In this paper, we demonstrate the formal verification of a practical timed asynchronous circuit. The target circuit is obtained by abstracting the instruction cache subsystem of a real asynchronous processor, TITAC 2. We also show several techniques to improve our verification method. The improved verifier could verify the target circuit in approximately 15 minutes, using less than 20 MBytes of memory.
INTRODUCTION
In order to avoid the various difficulties which arise in designing large synchronous circuits, such as clock skews, high power consumption, and so on, designing asynchronous circuits without any clock systems has been attracting notice. In fact, several research groups demonstrated that an entire microprocessor could be designed and fabricated in this manner [Martin et al., 1989; Furber et al., 1994; Furber et al., 1996; Nanya et al., 1994; Takamura et al., 1997] . One significant problem that asynchronous circuit designers face is a lack of CAD systems. From a verification point of view, the cost of verifying asynchronous circuits is considerably higher than that for synchronous circuits because each wire of asynchronous circuits has states, and as a result, the state spaces of asynchronous circuits are often very large. Furthermore, in re-cent asynchronous circuit design, designers have preferred to use timed circuits for implementing fast and compact circuits. This also makes verification difficult, and prevents us from applying the latest verification techniques for untimed systems, such as symbolic model checking [Burch et al., 1992] or partial order reduction [Valmari, 1990; Katz and Peled, 1990; Godefroid, 1990] . Thus, our recent interest has been in developing efficient verification tools for timed asynchronous circuits. VINAS-P (VerIfier based on time petri Nets for timed Asynchronous Systems using Partial order reduction) is our newest formal verification tool for timed asynchronous circuits using techniques proposed in [Yoneda and Ryu, 1999] . The main idea in these techniques is partial order reduction based on the timed version [Yoneda and Schlingloff, 1997] of the Stubborn set method [Valmari, 1990] . The most closely related work is probably the ATACS which was developed at the University of Utah [Belluomini and Myers, 1998 ], however, these two tools employ different treatments for the trade-off between efficiency and expressibility in specifications.

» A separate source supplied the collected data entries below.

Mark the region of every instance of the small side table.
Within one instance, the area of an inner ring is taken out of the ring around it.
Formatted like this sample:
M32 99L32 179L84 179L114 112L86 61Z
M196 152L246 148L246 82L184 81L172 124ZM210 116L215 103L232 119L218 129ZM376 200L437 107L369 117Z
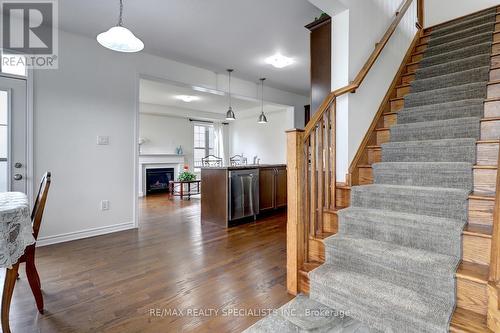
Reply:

The purpose of this paper is to demonstrate the verification of a practical-sized timed asynchronous circuit using VINAS-P. The target circuit is obtained from TITAC 2 [Takamura et al., 1997] . TITAC 2 is a real 32-bit fully asynchronous processor which was developed at the University of Tokyo and the Tokyo Institute of Technology in 1997. It accepts almost all MIPS R2000 instructions, and contains half a million CMOS transistors. It was designed under the scalable-delay-insensitive (SDI) model, where its verification problem can be reduced to that of bounded delay circuits. Thus, it contains numerous subcircuits which are suitable as benchmark circuits for timed asynchronous circuit verification. We focus on the instruction cache subsystem of TITAC 2 because it is one of the most complicated subsystems in TITAC 2, and verifying it formally is a challenging task. However, for the formal verification, 32-bit data/address buses are too large to be handled. Therefore, we need to obtain an abstracted and simplified version of the subsystem in which many interesting properties can still be verified. This abstracted circuit contains approximately 200 gates, and its time Petri net model includes 1527 places and 1697 transitions. The original VINAS-P could handle this circuit, but it was very slow. This was mainly due to the on-line analysis needed for the partial order reduction. This paper proposes some techniques to improve the performance of VINAS-P. The improved VINAS-P could finally verify the target circuit in about 15 minutes, using less than 20 MBytes of memory.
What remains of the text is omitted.